The deal includes an 8.24 per cent wage rise over four years, a freeze on accommodation costs and maintains bonus arrangements. But the dispute was never about money. Earlier the workforce had volunteered to go without a wage rise if they could maintain their current conditions.

The central issue was the increasing use of casuals and contractors that undermine job security. As mine worker Brian Lederhose told the ABC; “It’s happening at every other pit in the Bowen Basin. Everyone’s trying to use contractors because it’s easy to supplement and get rid of when they don’t need them anymore”.

Glencore managed to keep the mine operating during this dispute using staff and contractors. Every morning hundreds passed the union’s picket. Glencore will continue engaging these contractors.

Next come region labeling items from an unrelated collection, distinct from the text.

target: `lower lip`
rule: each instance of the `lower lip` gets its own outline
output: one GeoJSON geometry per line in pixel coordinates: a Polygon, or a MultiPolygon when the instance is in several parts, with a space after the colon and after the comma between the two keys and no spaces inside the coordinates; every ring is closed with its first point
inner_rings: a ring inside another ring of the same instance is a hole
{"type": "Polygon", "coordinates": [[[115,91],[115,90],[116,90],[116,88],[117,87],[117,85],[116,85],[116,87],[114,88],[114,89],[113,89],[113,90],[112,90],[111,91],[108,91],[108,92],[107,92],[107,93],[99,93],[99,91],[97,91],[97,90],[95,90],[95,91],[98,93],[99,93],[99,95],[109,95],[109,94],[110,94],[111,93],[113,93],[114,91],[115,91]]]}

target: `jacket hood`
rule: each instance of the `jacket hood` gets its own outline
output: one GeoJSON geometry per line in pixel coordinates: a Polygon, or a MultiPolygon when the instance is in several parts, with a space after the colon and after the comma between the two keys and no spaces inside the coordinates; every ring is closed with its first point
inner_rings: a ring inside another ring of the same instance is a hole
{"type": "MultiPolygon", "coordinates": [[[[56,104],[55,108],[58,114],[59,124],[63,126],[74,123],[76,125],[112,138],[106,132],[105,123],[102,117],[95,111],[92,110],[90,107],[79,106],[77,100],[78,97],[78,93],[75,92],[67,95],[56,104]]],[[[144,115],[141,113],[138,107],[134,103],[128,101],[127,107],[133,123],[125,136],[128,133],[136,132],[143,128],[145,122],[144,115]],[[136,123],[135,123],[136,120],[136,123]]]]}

This isn’t just a loss for the Oaky North workers but for everyone in the industry. Other companies will follow Glencore’s lead pit by pit in the next round of bargaining and the union will remain on the defensive.

At every step the union fought within the law but this held them back. While the use of contractors and casuals is an industry wide issue, secondary boycott laws and the threat of being sued for massive damages ensured the union did not respond with industry wide action.

The contract workforce too were prevented from joining the action by the law even though they have an interest in seeing more permanency established.

But even these coercive secondary boycott laws weren’t enough for Glencore. They also turned to what employers call the “nuclear option” and applied to the Fair Work Commission to have the expired enterprise agreement terminated.

If successful all the wages and conditions the workers had accumulated over 25 years of enterprise bargaining would have been striped back to the much inferior Black Coal Industry Award allowing Glencore to retrench on the cheap.

This threat, combined with the union officials’ support for the January deal, wore the workers down. If the union movement is ever going to get back onto the front foot we have to discuss defying the law.